Nel documento finale “Il futuro che vogliamo”, i risultati sperati, ma soprattutto le scelte necessarie e non più rinviabili, sono svaniti nel linguaggio di una diplomazia preoccupata solo di evitare dissensi, al punto da considerare come passo in avanti gli impegni presi 20 anni or sono e fare qualche debole promessa di difficile attuazione, visto l’impegno finanziario che ognuna richiede. Eppure il mondo è cambiato e la crisi ambientale si fa ogni giorno più seria.
Perché allora i 191 Stati presenti non hanno dato risposte adeguate e aggiornate? A differenza del 1992, a Rio sono mancati solidarietà e futuro. E così ogni Paese – e ogni gruppo di Paesi – ha pensato alla propria crisi economica, alle tensioni sociali, all’interesse di gestire risorse naturali. Forse anche ai danni all’ambiente… provocati da altri. Al futuro si è sostituito il timore per uno sviluppo sostenibile fatto di energie alternative, di cambiamenti degli stili di vita e dei consumi, di economia verde (green economy). Timore di decisioni capaci di migliorare l’esistenza delle persone, delle comunità e dell’intera famiglia umana e non solo i loro standard di vita.

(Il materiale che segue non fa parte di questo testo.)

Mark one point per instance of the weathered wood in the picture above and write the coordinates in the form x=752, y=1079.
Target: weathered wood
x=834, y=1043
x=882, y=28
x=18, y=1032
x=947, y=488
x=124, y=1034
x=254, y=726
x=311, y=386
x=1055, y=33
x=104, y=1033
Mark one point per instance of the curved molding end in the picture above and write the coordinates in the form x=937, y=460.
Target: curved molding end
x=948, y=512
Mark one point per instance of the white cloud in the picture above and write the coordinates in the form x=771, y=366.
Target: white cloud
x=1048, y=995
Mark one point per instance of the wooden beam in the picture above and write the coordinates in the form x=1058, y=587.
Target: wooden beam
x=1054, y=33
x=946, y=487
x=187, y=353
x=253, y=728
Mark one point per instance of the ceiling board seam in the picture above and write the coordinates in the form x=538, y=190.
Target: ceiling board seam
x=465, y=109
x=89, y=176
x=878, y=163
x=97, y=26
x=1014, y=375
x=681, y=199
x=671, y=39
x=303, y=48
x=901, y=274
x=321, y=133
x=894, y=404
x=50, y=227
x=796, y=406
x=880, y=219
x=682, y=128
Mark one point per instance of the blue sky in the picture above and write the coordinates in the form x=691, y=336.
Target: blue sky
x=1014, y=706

Resta una certezza. L’inerzia della diplomazia è la porta stretta attraverso cui passa la convinzione della società civile (e cioè quanti hanno a cuore la vita umana sulla terra) che una vera coscienza ecologica richiede decisioni, istituzioni e forme di cooperazione orientate verso l’altro e non chiuse sull’oggi. Con un processo che parte, necessariamente, da ognuno di noi, dal nostro piccolo o grande mondo quotidiano per giungere come tanti cerchi concentrici fino alle istanze della Comunità internazionale. Rio +20 dimostra che non c’è più alternativa.